Cambridgeshire Euro MP Alex Mayer said of today’s ‘no deal’ Brexit risk assessments: “So now we have it in black and white, a plea from the Government for drug companies to stockpile medicines. No one who voted for Brexit voted for that!
“Each industry will face their own Brexit problems. From organic farmers who will have to wait nine months for new organic certification recognised by the EU, to having to change the health warning photos on cigarette packages because the EU own the copyright.
“There’s mountains more red tape with instructions for businesses about extra paperwork at borders.
“Meanwhile the cost of credit card payments between the UK and EU will go up.
“These papers confirm that a no-deal Brexit is not a credible option for Britain and must be opposed.”
At Diamond Pharma Services the papers invoked an immediate response.
“We all spent lunchtime reading them,” said technical director Antony Appleyard. “Everyone is still hoping that there is a deal as there is so much interconnectivity in medicines regulations. The hope is that we can find some mutual recognition and pragmatic middle ground.
“The EMA [the European Medicines Agency, which relocated from London to Amsterdam post-referendum] has already set out its no-deal terms. Firms will have to have all their approvals within the EU after Brexit, but this is the first time the government has responded to that no-deal scenario and in reality there’s nothing as far as I can see that is entirely a shock, it’s a logical response.
“It’s just that they’re not a reality as we don’t know what’s going to happen.”
Diamond has broken the issues raised in the papers into two parts.

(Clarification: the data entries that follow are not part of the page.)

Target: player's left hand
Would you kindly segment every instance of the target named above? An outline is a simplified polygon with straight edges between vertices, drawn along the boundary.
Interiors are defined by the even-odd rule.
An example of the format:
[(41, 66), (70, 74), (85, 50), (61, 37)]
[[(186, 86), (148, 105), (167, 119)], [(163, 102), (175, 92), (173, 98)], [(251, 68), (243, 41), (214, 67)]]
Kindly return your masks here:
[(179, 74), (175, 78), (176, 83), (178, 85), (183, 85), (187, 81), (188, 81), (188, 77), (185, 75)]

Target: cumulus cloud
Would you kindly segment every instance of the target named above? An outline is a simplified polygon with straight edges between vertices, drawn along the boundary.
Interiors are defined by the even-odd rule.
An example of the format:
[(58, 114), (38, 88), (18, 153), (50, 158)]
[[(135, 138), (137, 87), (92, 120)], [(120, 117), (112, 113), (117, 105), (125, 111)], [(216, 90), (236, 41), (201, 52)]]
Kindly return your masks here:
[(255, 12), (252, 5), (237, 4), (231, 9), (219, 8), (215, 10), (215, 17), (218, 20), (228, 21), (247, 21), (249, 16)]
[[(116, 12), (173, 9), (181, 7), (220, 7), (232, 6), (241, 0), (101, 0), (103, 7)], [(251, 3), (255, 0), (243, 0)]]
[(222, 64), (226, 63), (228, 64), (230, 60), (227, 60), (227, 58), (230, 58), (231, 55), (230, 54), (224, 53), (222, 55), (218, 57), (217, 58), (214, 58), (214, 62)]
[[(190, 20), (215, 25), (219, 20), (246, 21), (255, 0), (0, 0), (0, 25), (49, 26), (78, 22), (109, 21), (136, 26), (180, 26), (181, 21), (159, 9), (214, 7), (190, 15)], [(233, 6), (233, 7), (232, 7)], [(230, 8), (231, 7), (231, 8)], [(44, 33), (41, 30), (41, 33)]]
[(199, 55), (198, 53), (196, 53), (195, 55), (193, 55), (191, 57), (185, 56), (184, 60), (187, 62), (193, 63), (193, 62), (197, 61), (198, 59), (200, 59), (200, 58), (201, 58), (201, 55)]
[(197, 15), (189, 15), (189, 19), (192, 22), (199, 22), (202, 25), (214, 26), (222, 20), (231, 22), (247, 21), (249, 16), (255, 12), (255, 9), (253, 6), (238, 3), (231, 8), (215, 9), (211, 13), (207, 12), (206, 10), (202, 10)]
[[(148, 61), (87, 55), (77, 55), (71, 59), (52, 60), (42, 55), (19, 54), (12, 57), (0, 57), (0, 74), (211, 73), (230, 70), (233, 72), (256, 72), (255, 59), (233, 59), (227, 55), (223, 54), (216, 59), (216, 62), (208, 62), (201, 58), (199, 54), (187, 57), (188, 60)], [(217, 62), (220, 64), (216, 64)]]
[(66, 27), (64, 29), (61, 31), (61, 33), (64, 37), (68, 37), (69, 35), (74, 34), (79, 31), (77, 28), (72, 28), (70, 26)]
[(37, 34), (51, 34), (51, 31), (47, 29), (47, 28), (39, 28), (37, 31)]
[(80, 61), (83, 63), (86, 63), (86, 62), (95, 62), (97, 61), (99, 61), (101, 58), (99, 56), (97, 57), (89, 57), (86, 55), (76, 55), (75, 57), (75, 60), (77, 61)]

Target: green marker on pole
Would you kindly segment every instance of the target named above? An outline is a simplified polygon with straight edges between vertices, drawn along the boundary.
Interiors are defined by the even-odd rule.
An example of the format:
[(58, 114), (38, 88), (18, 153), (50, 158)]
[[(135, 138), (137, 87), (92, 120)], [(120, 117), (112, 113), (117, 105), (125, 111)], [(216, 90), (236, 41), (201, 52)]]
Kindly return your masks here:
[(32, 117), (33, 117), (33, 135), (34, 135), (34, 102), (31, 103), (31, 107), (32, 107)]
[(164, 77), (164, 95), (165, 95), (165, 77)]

“The first is the actual supply issue,” said Antony. “There have been several reports in the media stating that some major pharmaceutical companies are taking the need for regional stockpiling seriously. In addition the needs for duplicating batch release testing and certification has also been taken into consideration by large pharmaceutical firms. Although these steps might not be needed if a sector deal is reached, the risk of drug shortages is still very real in a no-deal scenario.
“The second part addresses the flow of regulatory submissions which would be carried out in the event of a no deal. The shared portals which we use at the moment we would no longer have access to, so firms will be seeking equivalence. In terms of a regulatory pathway a number of approvals for major drugs are approved centrally, through the EMA, and we won’t be part of the EMA so we have to have our own registration process. We have some mechanism for that for some drugs but not all, so we would be converting centrally authorised products (CAP) to UK marketing authorisations. It is possible to do that as we’re working to the same standards, but it’s a lot of procedural work.
“The steps suggested are reasonable and could have been predicted, but they still require much more practical detail to enable companies to be ready for all scenarios.”
The timescale of the procedural work is an unknown: how long would this process take? It could be weeks or months, varying on a drug-by-drug basis.
Mats Persson, EY’s UK Brexit strategy leader and former adviser to 10 Downing Street, said of the ‘no-deal’ Brexit guidance: “The steps announced today will help reduce some friction in the event of a ‘no-deal’ scenario, mostly for companies that import to the UK. In particular, the pharmaceutical sector will be relieved to see a unilateral recognition of EU testing and authorisation, reducing the need for costly duplications in the short-term, which could have cost some companies millions of pounds. Allowing for VAT to be dealt with in VAT returns rather than to be paid at the border will reduce cash flow impacts, particularly for smaller firms; and a selective approach to customs checks will help reduce the risk of delays and costs at the border.
“While welcome, these notes can only cover some of the impact businesses face in a ‘No-deal’ scenario and of course only cover the UK side. UK customs waving through a shipment will have limited effect if that shipment is stopped on the EU side and there are delays on that side. The Government is right to challenge the EU to reciprocate some of these arrangements to avoid the most damaging friction, not least for EU-based firms, should a deal not happen.”
“Fundamentally, no amount of ‘no-deal’ planning can fully mitigate the effects of falling back on WTO rules in March next year.”
Darren Bear, from Grant Thornton’s Cambridge office, said: “There is increasing talk of ‘no-deal’ as a likely outcome. This scenario would have the biggest impact and provide businesses with the least time to prepare. There would be no transition period and the UK would start trading on World Trade Organisation terms straight away. The uncertainty and complexity of Brexit can make it difficult for businesses to plan ahead but they must narrow uncertainty and prepare for the future, whatever that holds.”